Lady’s-slipper, Cypripedium calceolus L., is considered one of the most beautiful wild orchids in Romania, which is why it was excessively harvested until it became a rarity, protected by royal decree since 1938. The plant grows up to 80 cm in height, with broad, oval leaves and large flowers. Their lower lip swells to form a yellow slipper, adorned with purple dots and stripes, while the rest of the petals tend to shade towards dark red. The population of these orchids, which are extremely rare in Europe, is concentrated primarily in the Retezat Mountains, specifically in the smaller Retezat, in the massifs of Piule, Scorotele, Piatra Iorgovanului, and Albele.
Lady’s-slipper thrives in shaded areas and prefers calcareous soils. It is known by this name in Bucovina and Moldova, while in Transylvania, it is simply called slipper.

Geographical and Climatic Context

The tropical flora of the Retezat Mountains, preserved in fossils found in the coal deposits of the Petroșani depression, disappeared during the Quaternary glacial period when the permanent snowline extended to the Southern Carpathians. The traces of glaciation are felt not only in the spectacular landscape of glacial peaks, gigantic glacial cirques, lakes surrounded by moraines, but also in the harsh climate that preserved a unique flora. However, the Mediterranean influence from the Cerna Valley brings a warmer climate to the Retezat Mountains, allowing its thermophilic rocks, which succeed in storing this extra heat, to house a variety of southern plants, migrated from the Banat Mountains. The combination of climate and rock structures creates a fertile environment for a unique flora in glacial terraces, scree slopes, around the lakes, and on the high meadows, forming plant associations scientifically known as “retezaticum.”
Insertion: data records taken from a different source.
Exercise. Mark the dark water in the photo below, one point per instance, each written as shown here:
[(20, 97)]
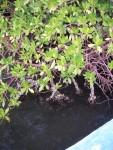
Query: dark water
[(35, 127)]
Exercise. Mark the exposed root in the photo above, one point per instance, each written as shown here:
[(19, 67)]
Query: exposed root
[(92, 97), (56, 96), (78, 90)]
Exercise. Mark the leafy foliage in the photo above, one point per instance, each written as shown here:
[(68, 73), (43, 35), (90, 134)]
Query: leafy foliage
[(44, 40)]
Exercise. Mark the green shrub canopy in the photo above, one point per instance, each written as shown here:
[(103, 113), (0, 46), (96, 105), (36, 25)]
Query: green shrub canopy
[(47, 39)]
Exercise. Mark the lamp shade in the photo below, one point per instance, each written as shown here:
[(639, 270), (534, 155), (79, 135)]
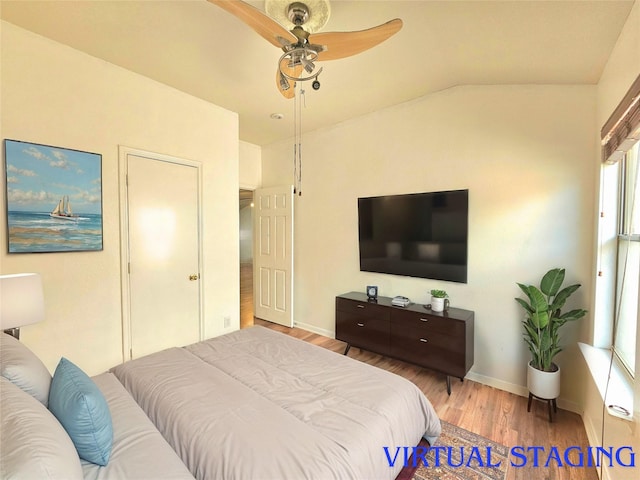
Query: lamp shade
[(21, 300)]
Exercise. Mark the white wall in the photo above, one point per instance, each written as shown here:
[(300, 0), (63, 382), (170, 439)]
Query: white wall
[(525, 154), (250, 166), (622, 68), (55, 95)]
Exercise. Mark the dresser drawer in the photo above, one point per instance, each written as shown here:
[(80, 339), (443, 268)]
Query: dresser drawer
[(356, 307), (429, 354), (370, 333), (425, 335), (402, 319)]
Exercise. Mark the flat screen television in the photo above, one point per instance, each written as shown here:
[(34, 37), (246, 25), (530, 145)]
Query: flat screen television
[(421, 235)]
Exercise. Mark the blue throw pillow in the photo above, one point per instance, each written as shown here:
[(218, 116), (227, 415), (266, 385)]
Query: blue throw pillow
[(82, 410)]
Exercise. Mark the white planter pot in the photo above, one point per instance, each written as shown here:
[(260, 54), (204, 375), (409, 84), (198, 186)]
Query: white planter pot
[(544, 385), (439, 304)]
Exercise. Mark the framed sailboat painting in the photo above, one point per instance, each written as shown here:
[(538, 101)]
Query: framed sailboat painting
[(54, 198)]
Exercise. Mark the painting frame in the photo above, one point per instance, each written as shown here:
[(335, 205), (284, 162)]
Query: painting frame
[(53, 198)]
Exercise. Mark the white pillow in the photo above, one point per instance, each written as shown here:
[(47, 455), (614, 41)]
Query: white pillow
[(34, 444), (23, 368)]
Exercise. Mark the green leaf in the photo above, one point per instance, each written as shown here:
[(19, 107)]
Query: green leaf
[(573, 315), (552, 281), (525, 305)]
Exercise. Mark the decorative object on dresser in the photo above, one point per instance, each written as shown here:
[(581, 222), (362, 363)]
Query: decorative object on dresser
[(439, 300), (21, 301), (372, 293), (441, 341), (543, 319)]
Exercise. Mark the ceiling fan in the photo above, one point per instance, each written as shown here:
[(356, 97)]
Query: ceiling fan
[(292, 26)]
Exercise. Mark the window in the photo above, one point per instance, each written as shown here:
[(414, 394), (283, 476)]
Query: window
[(618, 296), (628, 260)]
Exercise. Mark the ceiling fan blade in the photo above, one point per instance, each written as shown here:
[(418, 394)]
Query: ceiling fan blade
[(294, 72), (263, 25), (346, 44)]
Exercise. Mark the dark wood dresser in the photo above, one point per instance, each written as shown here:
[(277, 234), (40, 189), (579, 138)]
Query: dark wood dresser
[(441, 341)]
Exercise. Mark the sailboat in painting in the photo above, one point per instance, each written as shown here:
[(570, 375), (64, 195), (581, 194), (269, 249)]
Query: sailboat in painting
[(63, 210)]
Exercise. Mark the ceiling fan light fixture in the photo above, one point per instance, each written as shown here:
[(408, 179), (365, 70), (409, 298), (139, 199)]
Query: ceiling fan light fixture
[(284, 83), (317, 13)]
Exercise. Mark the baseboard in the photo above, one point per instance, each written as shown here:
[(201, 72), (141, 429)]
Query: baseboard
[(313, 329)]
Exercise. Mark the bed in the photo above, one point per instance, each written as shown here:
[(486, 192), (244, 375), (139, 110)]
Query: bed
[(252, 404), (34, 445), (260, 404)]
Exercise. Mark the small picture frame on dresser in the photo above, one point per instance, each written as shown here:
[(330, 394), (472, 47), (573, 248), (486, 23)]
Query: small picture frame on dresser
[(372, 293)]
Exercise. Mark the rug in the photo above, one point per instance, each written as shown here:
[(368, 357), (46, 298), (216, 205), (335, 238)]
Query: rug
[(462, 455)]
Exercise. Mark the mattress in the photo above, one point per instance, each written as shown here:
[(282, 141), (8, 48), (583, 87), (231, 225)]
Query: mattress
[(139, 451), (260, 404)]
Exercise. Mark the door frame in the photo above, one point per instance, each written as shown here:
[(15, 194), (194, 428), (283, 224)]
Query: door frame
[(123, 153)]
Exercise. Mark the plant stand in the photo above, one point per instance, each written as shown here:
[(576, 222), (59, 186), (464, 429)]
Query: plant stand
[(551, 402)]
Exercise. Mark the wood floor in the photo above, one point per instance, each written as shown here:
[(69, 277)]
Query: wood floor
[(492, 413)]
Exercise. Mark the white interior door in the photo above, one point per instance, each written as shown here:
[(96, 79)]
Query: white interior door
[(163, 253), (273, 260)]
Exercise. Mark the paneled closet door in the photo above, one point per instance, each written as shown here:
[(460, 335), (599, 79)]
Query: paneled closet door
[(273, 255)]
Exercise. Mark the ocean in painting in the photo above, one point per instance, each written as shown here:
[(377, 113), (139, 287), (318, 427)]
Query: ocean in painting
[(39, 232)]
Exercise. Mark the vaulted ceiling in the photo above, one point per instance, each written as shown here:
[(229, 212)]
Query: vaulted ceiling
[(196, 47)]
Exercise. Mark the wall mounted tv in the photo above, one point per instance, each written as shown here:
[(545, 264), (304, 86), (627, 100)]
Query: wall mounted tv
[(421, 235)]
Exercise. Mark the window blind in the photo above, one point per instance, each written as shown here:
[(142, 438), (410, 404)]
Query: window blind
[(622, 130)]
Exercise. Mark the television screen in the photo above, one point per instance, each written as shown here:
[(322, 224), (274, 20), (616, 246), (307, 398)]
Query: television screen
[(417, 235)]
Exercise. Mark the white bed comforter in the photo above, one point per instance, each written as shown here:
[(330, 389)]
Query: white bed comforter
[(258, 404)]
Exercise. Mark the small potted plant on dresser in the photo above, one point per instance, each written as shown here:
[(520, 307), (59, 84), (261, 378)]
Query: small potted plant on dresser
[(543, 319), (439, 302)]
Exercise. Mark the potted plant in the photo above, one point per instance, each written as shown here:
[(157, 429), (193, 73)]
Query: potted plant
[(543, 319), (439, 300)]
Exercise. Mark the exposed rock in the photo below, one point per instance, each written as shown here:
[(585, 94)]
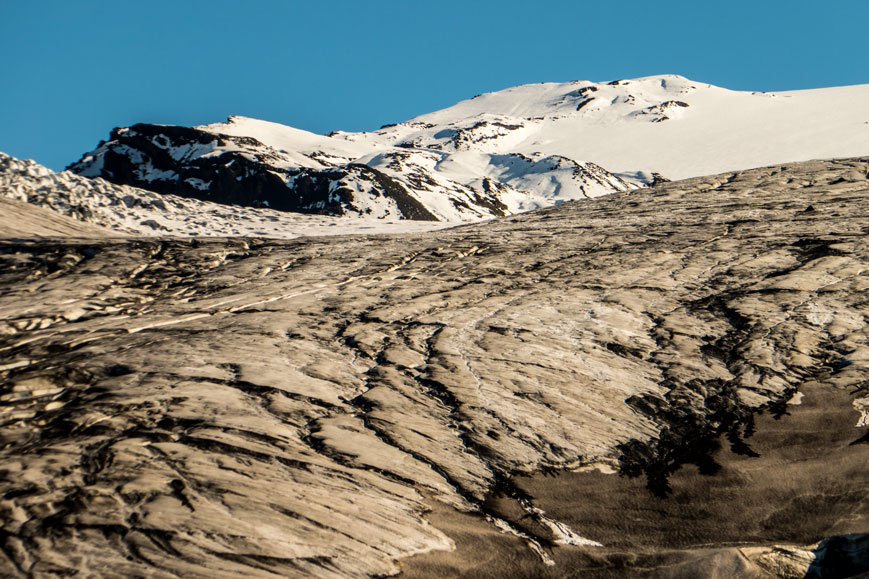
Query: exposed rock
[(260, 408)]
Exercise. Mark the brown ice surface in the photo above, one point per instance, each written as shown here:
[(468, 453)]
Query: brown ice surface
[(331, 407)]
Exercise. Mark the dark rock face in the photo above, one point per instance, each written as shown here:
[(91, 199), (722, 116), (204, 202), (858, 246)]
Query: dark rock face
[(169, 160), (258, 408)]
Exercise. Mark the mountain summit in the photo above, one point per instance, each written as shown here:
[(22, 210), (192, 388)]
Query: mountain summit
[(496, 154)]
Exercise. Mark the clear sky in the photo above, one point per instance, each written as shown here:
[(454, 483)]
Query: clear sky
[(72, 70)]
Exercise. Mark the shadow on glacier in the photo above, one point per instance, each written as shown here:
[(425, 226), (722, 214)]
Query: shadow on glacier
[(840, 557)]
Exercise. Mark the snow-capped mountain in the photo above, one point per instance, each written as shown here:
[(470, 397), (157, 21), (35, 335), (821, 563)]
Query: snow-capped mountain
[(496, 154), (130, 210)]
The Legend of Lady’s-slipper

There was a time when the Turks looted and devastated the lands of the Romanians, killing them or dragging them as if they were cattle to their country, from where they never returned. During that time, on the outskirts of a village, there was a beautiful house belonging to a widow whose husband had died fighting the Turks. The woman was left with her son, who was perfectly resembling to his father. One day, while the boy was playing and she was working in the household, she saw the Turks coming towards the village from the top of a hill. She grabbed her child and ran towards the center of the village to warn her neighbors of the danger. However, as it had rained in the days prior, the road was muddy, and one of her slippers got stuck in the mud. Of course, the woman didn’t pay attention to it and continued running, shouting loudly that the Turks were coming. The villagers armed themselves with pitchforks, axes, and whatever they had at hand and went out to fight, successfully driving the Turks back to where they came from. When the danger finally seemed to have passed, the lady, along with a few villagers, went in search of her lost slipper, but without success, as the slipper seemed to have sunk into the ground. What’s more, right where she remembered her slipper getting stuck in the mud, a weed had grown, and its flower looked exactly like a slipper. “And from then on, that weed has been called Lady’s-slipper. And it is still called like that today.”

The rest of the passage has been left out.